While the students said they were prepared, Wilson said the difference between the rappel towers and the aircraft was immense.

"You have the wind factor, and then you have the aircraft going left and right," Wilson said. "We were trained greatly by the WTC instructors, so all the training came into effect and we were able to rappel down safely."

Despite the difference, Staff Sgt. Jimmy Lee Mitchell of Headquarters and Headquarters Company, 203rd Brigade Support Battalion, said the experience of rappelling from the helicopter was intense.

"The 'wow' factor kicked in," he said. "It was an experience that I'm going to encourage a lot of my Soldiers down the road to have so they can come out here and challenge themselves."

Staff Sgt. Derek Koth, an instructor for the course, said the students did a good job of paying attention to detail during the 10 days of instruction.

"They've been able to pick up the attention to detail, which is something we preach here at the school," Koth said. "They've been able to pick up all the numbers, nomenclatures and load capacities for slingloads and what we do with aircraft.
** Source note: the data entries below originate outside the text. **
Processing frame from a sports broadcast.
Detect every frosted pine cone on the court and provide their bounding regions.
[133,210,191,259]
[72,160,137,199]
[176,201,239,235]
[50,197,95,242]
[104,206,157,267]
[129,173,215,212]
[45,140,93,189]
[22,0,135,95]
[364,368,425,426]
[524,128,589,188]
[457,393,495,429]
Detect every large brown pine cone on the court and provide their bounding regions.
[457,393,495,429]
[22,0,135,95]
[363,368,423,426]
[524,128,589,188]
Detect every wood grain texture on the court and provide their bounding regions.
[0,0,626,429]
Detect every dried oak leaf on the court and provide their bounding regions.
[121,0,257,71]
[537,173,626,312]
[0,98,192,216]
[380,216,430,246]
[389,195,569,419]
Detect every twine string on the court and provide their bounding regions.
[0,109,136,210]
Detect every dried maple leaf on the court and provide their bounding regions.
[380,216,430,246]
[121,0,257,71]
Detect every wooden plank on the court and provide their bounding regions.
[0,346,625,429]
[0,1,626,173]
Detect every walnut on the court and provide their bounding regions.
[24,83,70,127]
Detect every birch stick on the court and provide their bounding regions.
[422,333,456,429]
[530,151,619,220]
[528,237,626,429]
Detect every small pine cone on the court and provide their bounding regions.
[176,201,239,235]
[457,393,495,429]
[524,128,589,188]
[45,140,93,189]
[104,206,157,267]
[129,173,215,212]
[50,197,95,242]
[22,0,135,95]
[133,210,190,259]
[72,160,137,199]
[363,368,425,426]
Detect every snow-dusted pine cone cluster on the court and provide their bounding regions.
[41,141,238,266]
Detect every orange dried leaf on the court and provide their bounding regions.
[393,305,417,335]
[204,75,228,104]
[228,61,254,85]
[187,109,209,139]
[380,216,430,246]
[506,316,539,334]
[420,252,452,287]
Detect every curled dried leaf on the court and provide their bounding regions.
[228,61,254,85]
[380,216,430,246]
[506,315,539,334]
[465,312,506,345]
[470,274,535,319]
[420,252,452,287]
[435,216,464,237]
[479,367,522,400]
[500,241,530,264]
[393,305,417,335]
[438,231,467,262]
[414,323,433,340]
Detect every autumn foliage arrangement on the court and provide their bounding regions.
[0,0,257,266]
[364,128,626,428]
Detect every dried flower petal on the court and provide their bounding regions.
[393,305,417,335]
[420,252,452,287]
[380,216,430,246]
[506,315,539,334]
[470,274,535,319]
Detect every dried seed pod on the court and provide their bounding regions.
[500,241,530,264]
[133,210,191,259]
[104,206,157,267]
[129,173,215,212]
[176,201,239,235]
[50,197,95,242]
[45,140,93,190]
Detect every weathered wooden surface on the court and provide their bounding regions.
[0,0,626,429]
They've been listening to what we tell them and have been holding the correct body positions and doing the correct rappels at the correct time. They've learned to lock in safely."

Koth said attention to detail was vital for the Soldiers during the rappel exercise, as proper technique is vital to ensuring a safe rappel.

"The biggest thing for the students is to be sure they get into a good 'L'-shaped position, which is exactly what we teach them on the training tower," Koth said. "We also want to make sure that they have their brake hand in the small of their back. A lot of times, they like to bring it around to the front or the side of them and they get into a position where they can't break and they keep going all the way down."

While a few students slipped while on the edge of the helicopter, Mitchell said that was a scenario the instructors had covered during training.

"When they gave us the UH-60 mockups, they let us know to make sure we had the right amount of rope and not too much because if you have too much in the guide hand positions, you can slip under it," Mitchell said. "So, they did make us aware of it."

The rappel from the UH-60 helicopters was the culmination of the rappelling phase of the course, with other phases including instruction on combat assault and slingload operations.

While the rappel phase was exciting for the Soldiers, Koth said the other phases may wind up being the most useful in combat scenarios.

"The thing that students more than likely will take away from here is not so much the rappelling, but a little bit of the Phase 1 where they're dealing with Medevac procedures because that's a lot of what they may be calling in overseas," Koth said. "The biggest facet they're going to take is in Phase 2 dealing with slingload operations, especially because in Afghanistan, the current operating environment has Soldiers up in the mountains where slingload operations are key."

In addition to the knowledge and skills Soldiers take back to their units, Mitchell said the course provided a challenge unlike any other.

"I just wanted to challenge myself," he said. "I've been in the Army 16 years and there's a lot of stuff I wanted to do as a young Soldier that I wasn't able to do. Now, I've got the opportunity working as a leader in support operations where I don't have Soldiers under me. So, I get a chance to come and try to better myself and make sure I've still got my Soldier skills."